W Chicago City Center
One of two Chicago properties in the hip W hotel chain (the other is the W Chicago Lakeshore), this is an oasis of cool in the button-down Loop. Unfortunately, the rooms tend toward the small and dark (most look out into a central courtyard). The W color scheme -- dark purple and gray -- doesn't do much to brighten the spaces; don't stay here if you crave lots of natural light. All W properties pride themselves on their "whatever, whenever" service: whatever you want, whenever you want it (the modern version of a 24-hr. on-call concierge). The bar, designed by nightlife wunderkind Rande Gerber (Mr. Cindy Crawford), gives hotel guests a stylish spot to sit and pose amid dance music and cocktail waitresses who look like models. Given its location, this W is foremost a business hotel -- although one that's definitely geared toward younger workers rather than crusty old executives.
Park Hyatt Chicago
For those in search of chic modern luxury, the Park Hyatt is the coolest hotel in town (as long as money is no object). The building occupies one of the most desirable spots on North Michigan Avenue and the best rooms are those that face east, overlooking the bustle of the Mag Mile and the lake in the distance.Luxury might be the watchword here, but the look is anything but stuffy: The lobby feels like a sleek modern art gallery. German painter Gerhard Richter's Piazza del Duomo Milan masterpiece is the visual centerpiece of the space, providing ample evidence of what visual treats lie in store for guests. Rooms feature Eames and Mies van der Rohe reproduction furniture and window banquettes with stunning city views (the windows actually open). The comfortable beds are well appointed with several plush pillows.

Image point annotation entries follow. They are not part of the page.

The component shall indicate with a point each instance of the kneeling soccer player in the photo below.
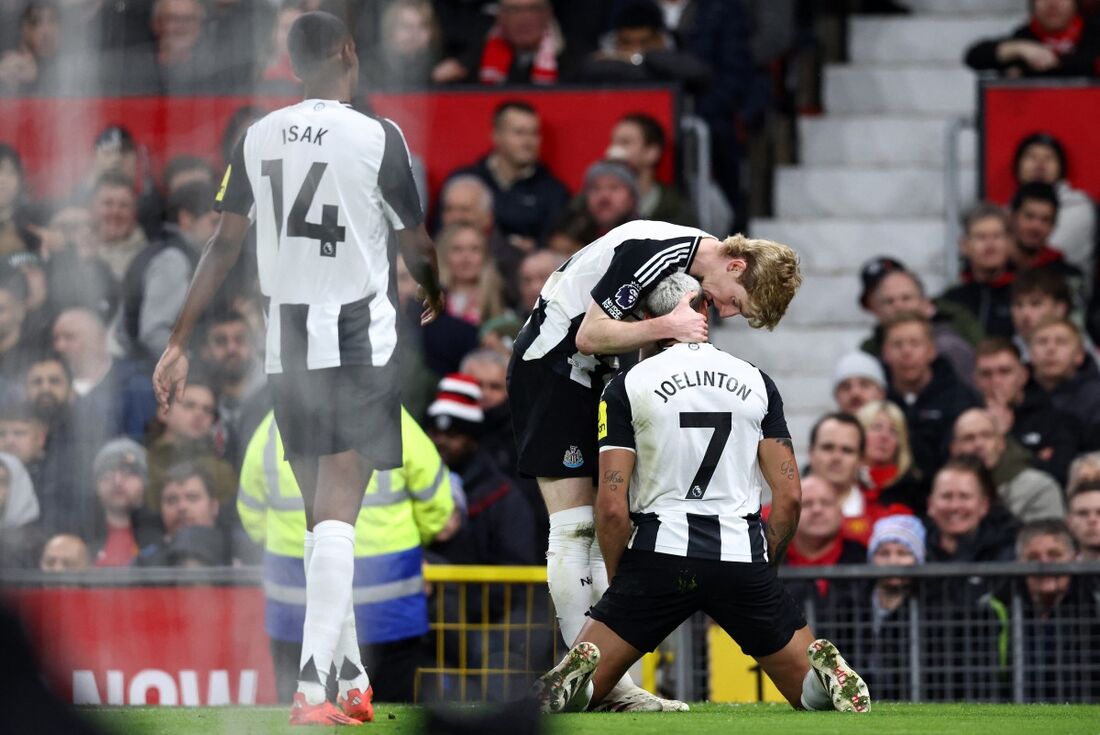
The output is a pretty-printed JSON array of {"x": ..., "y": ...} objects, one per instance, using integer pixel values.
[{"x": 684, "y": 438}]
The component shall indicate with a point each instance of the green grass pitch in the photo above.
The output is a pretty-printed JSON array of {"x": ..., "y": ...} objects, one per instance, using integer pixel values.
[{"x": 724, "y": 719}]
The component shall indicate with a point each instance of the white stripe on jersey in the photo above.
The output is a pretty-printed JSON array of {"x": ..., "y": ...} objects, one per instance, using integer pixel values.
[{"x": 653, "y": 266}]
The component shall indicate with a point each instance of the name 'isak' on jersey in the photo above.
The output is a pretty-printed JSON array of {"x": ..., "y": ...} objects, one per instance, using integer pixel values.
[
  {"x": 703, "y": 377},
  {"x": 293, "y": 134}
]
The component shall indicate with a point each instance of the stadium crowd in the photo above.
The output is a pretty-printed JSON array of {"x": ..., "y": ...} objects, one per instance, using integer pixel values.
[{"x": 967, "y": 427}]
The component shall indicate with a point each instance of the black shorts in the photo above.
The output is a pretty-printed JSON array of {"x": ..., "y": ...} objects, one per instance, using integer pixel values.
[
  {"x": 652, "y": 593},
  {"x": 554, "y": 421},
  {"x": 331, "y": 410}
]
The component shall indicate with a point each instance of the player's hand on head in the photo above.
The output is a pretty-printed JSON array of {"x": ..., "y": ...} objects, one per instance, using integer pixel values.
[
  {"x": 432, "y": 305},
  {"x": 169, "y": 375},
  {"x": 684, "y": 324}
]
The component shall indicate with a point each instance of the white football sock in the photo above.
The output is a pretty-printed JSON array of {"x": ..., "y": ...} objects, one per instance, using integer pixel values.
[
  {"x": 352, "y": 673},
  {"x": 814, "y": 694},
  {"x": 328, "y": 598},
  {"x": 569, "y": 568}
]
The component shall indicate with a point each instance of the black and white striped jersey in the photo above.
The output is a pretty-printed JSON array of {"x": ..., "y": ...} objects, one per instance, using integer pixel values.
[
  {"x": 326, "y": 185},
  {"x": 617, "y": 272},
  {"x": 694, "y": 416}
]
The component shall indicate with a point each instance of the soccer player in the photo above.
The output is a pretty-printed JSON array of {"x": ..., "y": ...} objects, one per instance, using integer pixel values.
[
  {"x": 685, "y": 439},
  {"x": 583, "y": 318},
  {"x": 325, "y": 185}
]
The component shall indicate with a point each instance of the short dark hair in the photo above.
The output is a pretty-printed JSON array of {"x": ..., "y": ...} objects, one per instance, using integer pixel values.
[
  {"x": 1054, "y": 527},
  {"x": 184, "y": 471},
  {"x": 651, "y": 131},
  {"x": 1041, "y": 139},
  {"x": 508, "y": 105},
  {"x": 1041, "y": 281},
  {"x": 840, "y": 417},
  {"x": 977, "y": 468},
  {"x": 182, "y": 163},
  {"x": 196, "y": 198},
  {"x": 1034, "y": 192},
  {"x": 997, "y": 346},
  {"x": 315, "y": 39}
]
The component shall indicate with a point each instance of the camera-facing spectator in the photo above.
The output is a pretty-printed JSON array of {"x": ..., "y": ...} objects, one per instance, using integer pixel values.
[
  {"x": 1037, "y": 296},
  {"x": 466, "y": 199},
  {"x": 889, "y": 472},
  {"x": 189, "y": 517},
  {"x": 985, "y": 288},
  {"x": 1027, "y": 493},
  {"x": 497, "y": 529},
  {"x": 1052, "y": 436},
  {"x": 639, "y": 48},
  {"x": 31, "y": 67},
  {"x": 1056, "y": 42},
  {"x": 925, "y": 387},
  {"x": 156, "y": 281},
  {"x": 113, "y": 396},
  {"x": 858, "y": 379},
  {"x": 1042, "y": 157},
  {"x": 889, "y": 289},
  {"x": 1034, "y": 216},
  {"x": 1084, "y": 519},
  {"x": 1067, "y": 374},
  {"x": 119, "y": 237},
  {"x": 473, "y": 285},
  {"x": 122, "y": 525},
  {"x": 187, "y": 437},
  {"x": 408, "y": 51},
  {"x": 229, "y": 354},
  {"x": 526, "y": 196},
  {"x": 639, "y": 140},
  {"x": 534, "y": 272},
  {"x": 965, "y": 523},
  {"x": 65, "y": 552},
  {"x": 609, "y": 197}
]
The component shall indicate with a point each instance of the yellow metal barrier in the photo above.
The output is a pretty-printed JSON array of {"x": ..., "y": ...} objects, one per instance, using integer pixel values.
[{"x": 493, "y": 631}]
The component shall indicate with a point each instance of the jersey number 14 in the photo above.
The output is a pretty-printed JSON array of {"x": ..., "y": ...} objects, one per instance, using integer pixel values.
[{"x": 327, "y": 232}]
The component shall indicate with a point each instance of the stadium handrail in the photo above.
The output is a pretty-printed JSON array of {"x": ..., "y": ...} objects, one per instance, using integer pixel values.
[{"x": 459, "y": 573}]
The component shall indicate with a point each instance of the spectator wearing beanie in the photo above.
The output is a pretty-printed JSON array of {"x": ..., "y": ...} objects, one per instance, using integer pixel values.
[
  {"x": 858, "y": 379},
  {"x": 498, "y": 518}
]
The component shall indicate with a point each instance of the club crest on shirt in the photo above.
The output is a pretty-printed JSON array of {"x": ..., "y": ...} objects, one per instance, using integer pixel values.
[
  {"x": 573, "y": 458},
  {"x": 627, "y": 295}
]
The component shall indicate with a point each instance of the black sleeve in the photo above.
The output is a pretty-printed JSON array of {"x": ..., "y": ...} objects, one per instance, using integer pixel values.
[
  {"x": 773, "y": 425},
  {"x": 396, "y": 182},
  {"x": 234, "y": 195},
  {"x": 615, "y": 425},
  {"x": 637, "y": 266}
]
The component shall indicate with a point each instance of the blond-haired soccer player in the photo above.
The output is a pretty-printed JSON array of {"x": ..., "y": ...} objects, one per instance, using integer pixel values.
[
  {"x": 686, "y": 439},
  {"x": 585, "y": 316}
]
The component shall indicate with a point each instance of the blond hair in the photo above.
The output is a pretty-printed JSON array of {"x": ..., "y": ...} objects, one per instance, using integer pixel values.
[
  {"x": 771, "y": 278},
  {"x": 871, "y": 410}
]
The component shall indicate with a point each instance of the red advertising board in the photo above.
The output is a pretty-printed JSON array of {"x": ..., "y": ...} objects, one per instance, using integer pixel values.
[
  {"x": 447, "y": 130},
  {"x": 1011, "y": 111},
  {"x": 187, "y": 646}
]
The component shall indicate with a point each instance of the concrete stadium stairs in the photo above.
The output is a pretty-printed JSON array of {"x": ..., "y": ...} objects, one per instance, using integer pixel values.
[{"x": 870, "y": 182}]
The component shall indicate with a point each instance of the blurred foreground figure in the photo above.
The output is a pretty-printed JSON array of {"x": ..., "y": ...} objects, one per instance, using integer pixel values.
[{"x": 327, "y": 185}]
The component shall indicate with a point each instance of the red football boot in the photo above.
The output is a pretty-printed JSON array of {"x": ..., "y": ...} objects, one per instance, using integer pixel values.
[
  {"x": 326, "y": 713},
  {"x": 358, "y": 705}
]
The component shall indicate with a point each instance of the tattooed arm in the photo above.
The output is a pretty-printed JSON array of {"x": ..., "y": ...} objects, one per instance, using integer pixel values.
[
  {"x": 781, "y": 472},
  {"x": 613, "y": 506}
]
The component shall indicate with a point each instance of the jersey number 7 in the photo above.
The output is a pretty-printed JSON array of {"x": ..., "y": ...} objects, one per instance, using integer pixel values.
[
  {"x": 722, "y": 425},
  {"x": 328, "y": 232}
]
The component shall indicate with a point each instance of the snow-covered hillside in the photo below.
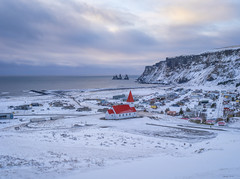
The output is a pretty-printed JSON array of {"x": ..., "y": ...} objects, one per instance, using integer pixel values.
[{"x": 216, "y": 67}]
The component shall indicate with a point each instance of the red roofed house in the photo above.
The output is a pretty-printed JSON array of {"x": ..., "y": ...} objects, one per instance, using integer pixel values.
[{"x": 122, "y": 111}]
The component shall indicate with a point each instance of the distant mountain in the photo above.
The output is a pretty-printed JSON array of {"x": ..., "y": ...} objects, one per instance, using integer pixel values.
[{"x": 221, "y": 66}]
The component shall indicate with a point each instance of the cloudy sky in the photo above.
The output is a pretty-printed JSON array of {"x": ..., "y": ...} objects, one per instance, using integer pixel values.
[{"x": 104, "y": 37}]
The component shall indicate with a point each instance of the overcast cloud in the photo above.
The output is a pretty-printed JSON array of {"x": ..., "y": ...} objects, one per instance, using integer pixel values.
[{"x": 109, "y": 35}]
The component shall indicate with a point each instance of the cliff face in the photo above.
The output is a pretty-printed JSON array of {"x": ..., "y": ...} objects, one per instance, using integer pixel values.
[{"x": 219, "y": 67}]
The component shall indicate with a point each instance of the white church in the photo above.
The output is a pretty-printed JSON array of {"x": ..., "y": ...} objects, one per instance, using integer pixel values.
[{"x": 122, "y": 111}]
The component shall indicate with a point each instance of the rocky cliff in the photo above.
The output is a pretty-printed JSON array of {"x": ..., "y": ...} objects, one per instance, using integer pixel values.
[{"x": 216, "y": 67}]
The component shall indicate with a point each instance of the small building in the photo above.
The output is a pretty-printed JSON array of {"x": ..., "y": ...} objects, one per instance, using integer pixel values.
[
  {"x": 6, "y": 115},
  {"x": 119, "y": 96},
  {"x": 153, "y": 106},
  {"x": 122, "y": 111},
  {"x": 171, "y": 113},
  {"x": 222, "y": 123},
  {"x": 196, "y": 120},
  {"x": 22, "y": 107}
]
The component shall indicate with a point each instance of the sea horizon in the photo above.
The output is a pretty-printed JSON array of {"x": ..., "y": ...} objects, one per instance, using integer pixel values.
[{"x": 18, "y": 85}]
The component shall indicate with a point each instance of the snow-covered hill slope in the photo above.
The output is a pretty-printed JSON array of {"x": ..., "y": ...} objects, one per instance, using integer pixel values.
[{"x": 216, "y": 67}]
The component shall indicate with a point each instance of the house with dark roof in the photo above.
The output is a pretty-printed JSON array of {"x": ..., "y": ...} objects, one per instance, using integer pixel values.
[{"x": 122, "y": 111}]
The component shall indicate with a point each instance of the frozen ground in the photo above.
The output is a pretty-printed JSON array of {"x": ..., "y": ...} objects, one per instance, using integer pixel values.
[{"x": 80, "y": 145}]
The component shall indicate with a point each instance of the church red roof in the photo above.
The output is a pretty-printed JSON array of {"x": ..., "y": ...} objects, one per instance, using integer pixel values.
[
  {"x": 110, "y": 111},
  {"x": 123, "y": 109},
  {"x": 130, "y": 97}
]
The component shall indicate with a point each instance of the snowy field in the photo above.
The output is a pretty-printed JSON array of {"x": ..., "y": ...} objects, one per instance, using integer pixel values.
[{"x": 66, "y": 143}]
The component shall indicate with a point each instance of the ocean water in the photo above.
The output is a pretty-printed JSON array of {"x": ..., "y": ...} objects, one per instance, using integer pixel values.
[{"x": 17, "y": 85}]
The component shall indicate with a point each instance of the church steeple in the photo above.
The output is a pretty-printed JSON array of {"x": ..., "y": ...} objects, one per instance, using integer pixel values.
[{"x": 130, "y": 99}]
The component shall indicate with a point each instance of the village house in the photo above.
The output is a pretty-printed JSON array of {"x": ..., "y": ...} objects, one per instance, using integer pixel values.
[
  {"x": 172, "y": 113},
  {"x": 122, "y": 111},
  {"x": 6, "y": 115}
]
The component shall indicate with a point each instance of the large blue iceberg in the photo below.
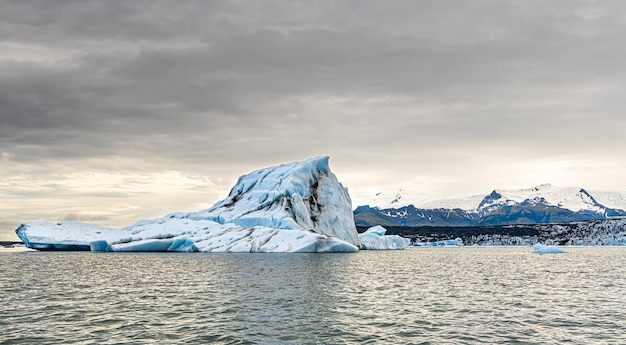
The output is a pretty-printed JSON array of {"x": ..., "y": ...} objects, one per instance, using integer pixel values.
[{"x": 295, "y": 207}]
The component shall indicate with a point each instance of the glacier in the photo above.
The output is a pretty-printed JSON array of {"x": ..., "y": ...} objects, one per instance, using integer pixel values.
[
  {"x": 546, "y": 249},
  {"x": 294, "y": 207},
  {"x": 374, "y": 238}
]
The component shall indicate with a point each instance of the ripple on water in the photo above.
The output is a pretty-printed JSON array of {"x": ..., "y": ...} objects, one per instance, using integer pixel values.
[{"x": 417, "y": 296}]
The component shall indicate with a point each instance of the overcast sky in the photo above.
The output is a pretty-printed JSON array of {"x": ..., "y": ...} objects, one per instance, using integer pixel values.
[{"x": 114, "y": 111}]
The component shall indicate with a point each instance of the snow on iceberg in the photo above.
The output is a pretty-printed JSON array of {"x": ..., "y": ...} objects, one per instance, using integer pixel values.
[
  {"x": 295, "y": 207},
  {"x": 545, "y": 249},
  {"x": 375, "y": 238}
]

While most hotels might provide a TV and VCR, this is the kind of place where you get a DVD player and flatscreen TV. The bathrooms are especially wonderful: Slide back the cherrywood wall for views of the city while you soak in the tub.NoMI, a restaurant nestled on the seventh floor overlooking Water Tower Square and the Museum of Contemporary Art, serves French-inspired cuisine and features an Architectural Digest-worthy interior by New York-based designer Tony Chi; the place has gotten stellar reviews, but be prepared for fairly small portions at expense-account prices.